Age- and Sex-specific Algorithms
At least four clinical variables correlate with outcomes in patients with ACS including age, sex, time of chest pain onset and renal dysfunction. Three algorithms have been proposed. The first incorporates all four parameters, but is not commonly used. The second algorithm uses sex-specific cut-offs but does not account for renal dysfunction and age; this is because previous studies have shown that women presenting with ACS are older than men by almost 5–8 years on average.61–63 Female sex is usually associated with relatively lower troponin, but the age factor compensates well for the troponin difference without the need for using age-adjusted cut-off values (the higher age in women increases their troponin levels and corrects the age difference). However, using only sex-specific cut-off values reclassifies only a few patients into a different risk category compared to uniform cut-off criteria.61,64 The third model, recommended by the ESC guidelines, uses uniform cut-off values for all patients without accounting for age, sex, or renal function.7 Further research on the effect of these confounder variables on hscTn assays is essential.

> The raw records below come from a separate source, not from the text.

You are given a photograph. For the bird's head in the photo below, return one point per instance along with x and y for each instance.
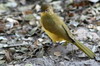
(46, 8)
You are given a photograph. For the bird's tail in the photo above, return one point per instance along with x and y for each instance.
(85, 49)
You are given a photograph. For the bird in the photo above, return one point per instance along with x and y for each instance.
(58, 31)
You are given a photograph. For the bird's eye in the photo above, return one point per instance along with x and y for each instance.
(46, 10)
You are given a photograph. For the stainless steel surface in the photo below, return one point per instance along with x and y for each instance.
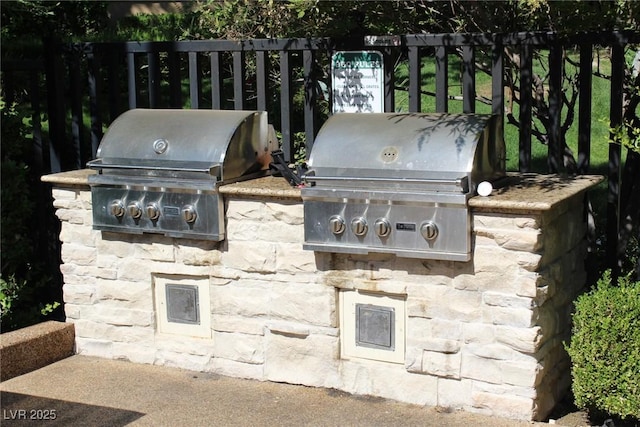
(233, 142)
(426, 147)
(159, 170)
(399, 183)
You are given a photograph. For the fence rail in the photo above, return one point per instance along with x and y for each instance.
(82, 87)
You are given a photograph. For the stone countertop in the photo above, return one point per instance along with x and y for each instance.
(530, 192)
(521, 193)
(268, 187)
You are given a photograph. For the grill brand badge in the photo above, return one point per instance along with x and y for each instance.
(160, 145)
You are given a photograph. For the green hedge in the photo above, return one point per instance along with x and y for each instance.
(605, 348)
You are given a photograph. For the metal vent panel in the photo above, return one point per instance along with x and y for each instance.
(375, 326)
(182, 304)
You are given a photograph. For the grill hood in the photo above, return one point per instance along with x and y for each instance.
(224, 144)
(429, 147)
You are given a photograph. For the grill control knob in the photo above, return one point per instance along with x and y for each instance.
(153, 211)
(117, 208)
(359, 226)
(429, 230)
(336, 225)
(135, 210)
(382, 227)
(189, 214)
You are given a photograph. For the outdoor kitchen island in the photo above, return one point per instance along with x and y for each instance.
(484, 335)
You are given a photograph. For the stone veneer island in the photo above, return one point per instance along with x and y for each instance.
(483, 336)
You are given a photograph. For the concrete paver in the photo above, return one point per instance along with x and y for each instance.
(89, 391)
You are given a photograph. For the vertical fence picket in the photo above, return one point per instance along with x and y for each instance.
(153, 73)
(132, 80)
(95, 119)
(554, 145)
(497, 78)
(468, 79)
(216, 81)
(308, 60)
(285, 105)
(442, 79)
(194, 81)
(526, 87)
(175, 80)
(584, 108)
(415, 79)
(614, 172)
(261, 80)
(76, 110)
(239, 88)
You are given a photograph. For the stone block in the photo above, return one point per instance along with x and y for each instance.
(133, 352)
(500, 299)
(27, 349)
(79, 234)
(287, 212)
(79, 294)
(154, 251)
(478, 333)
(292, 259)
(447, 303)
(506, 406)
(242, 210)
(517, 317)
(247, 298)
(235, 369)
(251, 256)
(305, 303)
(524, 340)
(184, 344)
(131, 295)
(73, 253)
(94, 347)
(238, 324)
(440, 364)
(120, 316)
(182, 360)
(454, 393)
(310, 360)
(239, 347)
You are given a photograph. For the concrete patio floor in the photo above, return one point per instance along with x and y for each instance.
(89, 391)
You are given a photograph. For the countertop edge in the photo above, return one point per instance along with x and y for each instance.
(536, 193)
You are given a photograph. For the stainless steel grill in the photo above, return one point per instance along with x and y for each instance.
(399, 183)
(159, 170)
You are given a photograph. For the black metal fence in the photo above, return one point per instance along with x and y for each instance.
(76, 90)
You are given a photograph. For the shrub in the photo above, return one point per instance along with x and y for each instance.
(605, 348)
(25, 294)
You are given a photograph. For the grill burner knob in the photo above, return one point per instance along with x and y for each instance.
(429, 230)
(135, 210)
(359, 226)
(153, 211)
(117, 208)
(336, 224)
(189, 214)
(382, 227)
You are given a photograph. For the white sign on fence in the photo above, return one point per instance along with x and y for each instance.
(357, 82)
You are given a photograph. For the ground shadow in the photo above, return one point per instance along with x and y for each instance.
(22, 409)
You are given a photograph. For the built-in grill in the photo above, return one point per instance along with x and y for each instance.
(159, 170)
(399, 183)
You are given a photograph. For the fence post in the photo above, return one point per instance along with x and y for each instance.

HscTn is clearly a significant advance in the early and accurate diagnosis of ACS and has the potential to improve patient outcomes through early, appropriate evidence-based interventions.
In patients who do not have ACS, it helps to rule out MI and helps to discharge patients early, thus reducing patient anxiety, unnecessary admissions and costs.
It is important to understand how to interpret hscTn results because they differ from conventional troponin assays. In addition, there is an intermediate zone where it is difficult to rule in or rule out MI. Until further evidence becomes available, clinicians should combine hscTn with appropriate risk prediction tools.
The importance of shared decision making and clinical judgement should never be underestimated.